De toute évidence, des inquiétudes persistent quant à l'attaque et la défense, même si l'équipe nationale vietnamienne a affronté un adversaire de niveau moyen, empochant les 3 points et ne concédant aucun but. Il faudra certainement attendre le retour de Ngoc Hai et Duy Manh. Si Thanh Binh et Viet Anh sont à l'aise dans les airs, leur jeu au sol, leurs passes courtes et leur jeu collectif présentent encore des lacunes inquiétantes. La lenteur de Thanh Binh et sa perte de balle en fin de match constituent un point faible regrettable pour le défenseur central vietnamien. Les couvertures des ailes de Van Thanh et Minh Trong ont également été défaillantes, permettant aux adversaires d'exploiter les faiblesses de l'adversaire et de se montrer dangereux devant le but de Van Lam à plusieurs reprises.
Parallèlement, les milieux centraux se sont retrouvés surchargés, contraints de redescendre constamment pour défendre, comme on a pu le constater en seconde période, notamment dans les dernières minutes. Cette surcharge a rendu la tâche très difficile pour la défense et a inévitablement entraîné des erreurs. Comme mentionné précédemment, plusieurs bonnes combinaisons ont permis de se créer des occasions de tir, mais malheureusement, les attaquants ont manqué le cadre, gâchant ainsi de nombreuses opportunités, en particulier Tuan Hai malgré son jeu extrêmement énergique et agressif.
Après cette victoire quelque peu arrachée de haute lutte, beaucoup pensent que l'entraîneur Troussier prépare l'avenir en faisant souffler des joueurs clés comme Ngoc Hai, Hung Dung, Hoang Duc et Xuan Manh, en vue du match décisif contre l'Irak au stade My Dinh.
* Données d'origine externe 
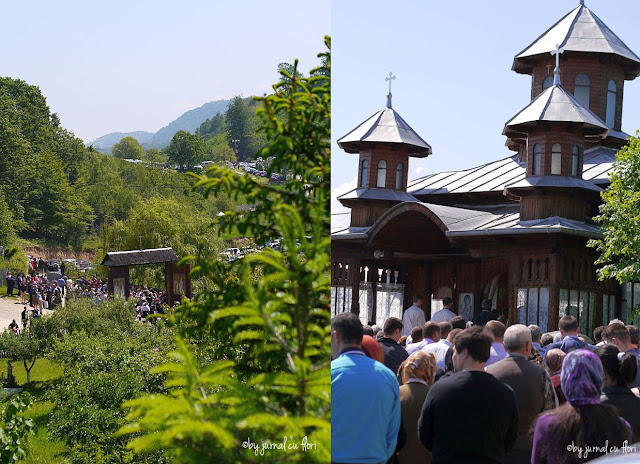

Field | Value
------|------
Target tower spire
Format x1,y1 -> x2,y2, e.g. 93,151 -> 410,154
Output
551,44 -> 564,85
384,71 -> 396,108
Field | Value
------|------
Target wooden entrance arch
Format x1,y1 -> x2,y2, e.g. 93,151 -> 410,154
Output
101,248 -> 191,306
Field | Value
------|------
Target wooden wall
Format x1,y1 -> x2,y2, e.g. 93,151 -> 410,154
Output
533,57 -> 624,130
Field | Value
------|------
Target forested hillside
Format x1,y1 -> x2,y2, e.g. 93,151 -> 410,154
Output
87,100 -> 229,154
0,78 -> 236,270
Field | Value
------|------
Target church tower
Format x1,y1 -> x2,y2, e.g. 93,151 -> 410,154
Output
503,47 -> 609,222
512,0 -> 640,148
338,73 -> 431,227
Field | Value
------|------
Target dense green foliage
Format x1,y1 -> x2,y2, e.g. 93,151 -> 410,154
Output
0,78 -> 236,252
196,96 -> 267,161
42,300 -> 173,463
0,78 -> 91,243
0,394 -> 33,464
0,245 -> 28,276
111,137 -> 144,159
0,197 -> 15,245
121,38 -> 330,463
167,131 -> 206,172
589,133 -> 640,283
Pourtant, quiconque a vu la rencontre Irak-Indonésie (5-1) aura constaté que l'approche du sélectionneur français était judicieuse, car l'adversaire ouest-asiatique est redoutable, même si les médias ont délibérément minimisé son impact en raison de problèmes internes. En réalité, toute équipe rencontre des difficultés internes ; la question est de savoir qui les gère et qui ne les gère pas.
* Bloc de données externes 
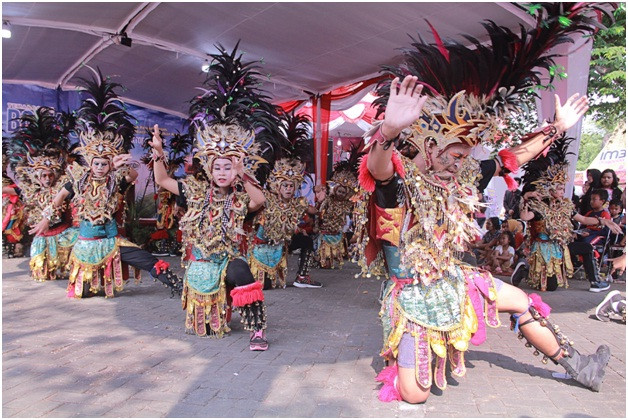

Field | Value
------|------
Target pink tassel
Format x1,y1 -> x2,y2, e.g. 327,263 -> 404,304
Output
426,20 -> 449,63
497,149 -> 519,172
497,149 -> 519,191
502,174 -> 519,191
358,155 -> 375,192
529,293 -> 552,318
358,153 -> 406,192
375,364 -> 402,402
231,282 -> 264,308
Avec le format actuel des qualifications pour la Coupe du Monde, terminer derrière l'Irak au deuxième tour est normal et inévitable. La question est de savoir si le Vietnam ou l'Indonésie parviendra à décrocher la deuxième place et à se qualifier pour le troisième tour comme prévu. Si le Vietnam obtient un résultat acceptable contre l'Irak sur l'ensemble des deux matchs, avec une meilleure différence de buts que l'Indonésie par exemple, ce serait déjà une réussite. Par conséquent, lors du prochain match au stade My Dinh contre l'Irak, il ne s'agira pas simplement de « contrôler le ballon et d'attaquer », mais plutôt d'utiliser au mieux les joueurs disponibles, d'allier expérience et jeunesse, de tirer profit de l'avantage du terrain et du repos dont bénéficie l'adversaire… afin de transformer ces atouts en une véritable force à chaque passe, dans chaque situation défensive ou offensive.
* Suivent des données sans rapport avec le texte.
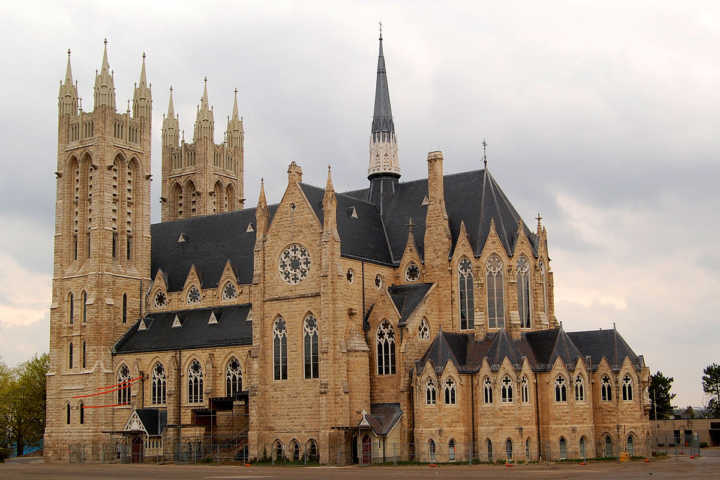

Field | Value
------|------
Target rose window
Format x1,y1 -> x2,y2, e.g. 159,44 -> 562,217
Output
405,262 -> 420,282
154,291 -> 167,308
188,286 -> 200,304
278,243 -> 310,285
222,282 -> 237,300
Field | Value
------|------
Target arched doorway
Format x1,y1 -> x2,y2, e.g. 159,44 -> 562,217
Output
362,435 -> 372,465
130,435 -> 143,463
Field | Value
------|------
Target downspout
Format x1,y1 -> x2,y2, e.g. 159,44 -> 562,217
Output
535,374 -> 542,461
470,374 -> 475,463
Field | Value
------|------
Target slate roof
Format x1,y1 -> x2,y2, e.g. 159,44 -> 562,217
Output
150,205 -> 277,292
135,408 -> 167,436
151,170 -> 537,292
113,304 -> 252,354
341,170 -> 537,263
388,283 -> 433,327
415,328 -> 643,375
365,403 -> 403,435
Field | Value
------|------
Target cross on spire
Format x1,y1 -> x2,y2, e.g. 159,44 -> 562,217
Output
483,138 -> 487,169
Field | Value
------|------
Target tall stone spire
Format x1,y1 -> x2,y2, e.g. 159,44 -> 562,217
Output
133,52 -> 152,123
94,38 -> 115,111
368,30 -> 400,179
58,48 -> 78,115
193,77 -> 215,142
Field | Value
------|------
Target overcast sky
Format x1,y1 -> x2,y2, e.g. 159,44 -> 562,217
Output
0,0 -> 720,406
Il est certainement difficile de répondre à la question de savoir si Troussier et son équipe tireront des leçons précieuses de leurs défaites en matchs amicaux contre la Chine, l'Ouzbékistan et la Corée du Sud, ainsi que de leur match d'ouverture contre les Philippines, qui a révélé à la fois leurs forces et leurs faiblesses, pour affronter un adversaire officiel aussi redoutable que l'Irak.